The facts of the matter were relatively simple. Black Diamond Group Pty Ltd (Black Diamond) was a company engaged in the business of hiring demountable accommodation buildings, typically associated with mining operations. Manor of Maluka Pty Ltd (Maluka) was in the business of providing accommodation services at mine sites and, in particular, it operated the Banana Accommodation Village near Banana in Central Queensland. For that purpose Maluka had hired 21 buildings from Black Diamond. The venture, however, was not successful. Maluka fell behind in the rental payments in respect of the demountable buildings it had hired and Black Diamond intimated its intention to recover possession of them. Maluka refused to return the buildings, however, it subsequently went into liquidation. The second defendant, Go Country Group Pty Ltd (GCG), was the owner of the land on which the demountable buildings were located, but it too refused to return the buildings. Black Diamond sought damages against GCG for the wrongful detention of its buildings said to have been about $60,000 per month representing the rate of hire of the buildings as agreed under the agreement with Maluka. In effect the plaintiff relied upon what was said to be a special rule for damages for the tort of detinue, where the plaintiff carries on business of hiring the chattels in question for reward and the defendant makes use of them.
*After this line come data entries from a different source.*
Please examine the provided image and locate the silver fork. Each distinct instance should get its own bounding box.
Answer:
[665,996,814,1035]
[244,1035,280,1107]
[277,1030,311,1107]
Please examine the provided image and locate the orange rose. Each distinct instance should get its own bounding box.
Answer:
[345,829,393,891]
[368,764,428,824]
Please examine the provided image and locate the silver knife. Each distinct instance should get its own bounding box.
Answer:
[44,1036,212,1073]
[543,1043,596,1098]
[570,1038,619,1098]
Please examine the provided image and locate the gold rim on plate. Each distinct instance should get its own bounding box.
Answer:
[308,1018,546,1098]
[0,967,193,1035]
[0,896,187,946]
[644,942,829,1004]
It is said that the plaintiff is then entitled to its usual rate of hire for the chattels as the measure of damages.
It was conceded by GCG that, if there were some inappropriate detention of the goods, the plaintiff would be entitled to damages representing the usual rate of hire regardless of whether that loss would be the usual compensatory measure of damages in tort. That approach was derived from the decision in Strand Electric and Engineering Co Ltd v Brisford Entertainments Ltd  2 QB 246. Jackson J considered that the approach in that case was not consistent with the decision of the High Court in Butler v Egg and Egg Pulp Marketing Board which was to the effect that damages in tort are compensatory, such that a plaintiff may not recover more than the “sum of money [that] would be required to place it in the same position as it would have been in if the appellants had [not converted the chattels]”. However, his Honour noted that, as the decision in Strand Electric had been followed by Australian intermediate appellate courts, he was bound to follow it.
For the cause of action in detinue to be fully constituted it was necessary that the person entitled to the chattels makes a demand on a possessor and the possessor refuses to return them. After considering whether or not there was a sufficient demand in the present case, it was held that there was or, if the solicitor’s letter requiring the return of the goods was not adequate, the commencement of the proceedings was. See UCPR 375.
However, at the time of the relevant letter of demand, there was a question as to whether or not GCG was in possession of the land on which the buildings were located as the land was subject to an agreement between GCG and Maluka for Maluka to use the land for its venture. Hence, the question for the Court was whether, if Maluka did have possession of the land, does that affect the claim in detinue brought by Black Diamond against GCG? His Honour reasoned that possession of the land – and, therefore, of the demountable buildings – by GCG was essential to the plaintiff’s claim for detinue as possession by a defendant of goods is a necessary element of their detention. In the present case, GCG did not adopt the position that, as it was not in possession of the land and, therefore, the buildings, it could not have been liable for detinue. Instead, even though it did not have possession of the land when the goods were demanded, it asserted a right to prevent Black Diamond from entering onto the land to recover them. In the circumstances of the case his Honour thought that it was not necessary to answer the question of whether or not GCG had relevant possession of the goods when the demand was made.
On the question of the rate of damages, under the Strand Electrical principle the defendant who wrongfully detains the plaintiff’s goods which are ordinarily used for hiring is liable for the usual hiring rates, but only if the defendant, itself, used the goods. The principle cannot apply where the wrongful detainer of the goods does not use them but merely allows them to lie idle: Bunnings Group Ltd v Chep Australia Ltd (2011) 82 NSWLR 420 applied. In the present case, GCG had not deployed the buildings in any way in the course of its business or at all. It followed that the plaintiff’s claim for damages based on the usual rate of hire failed.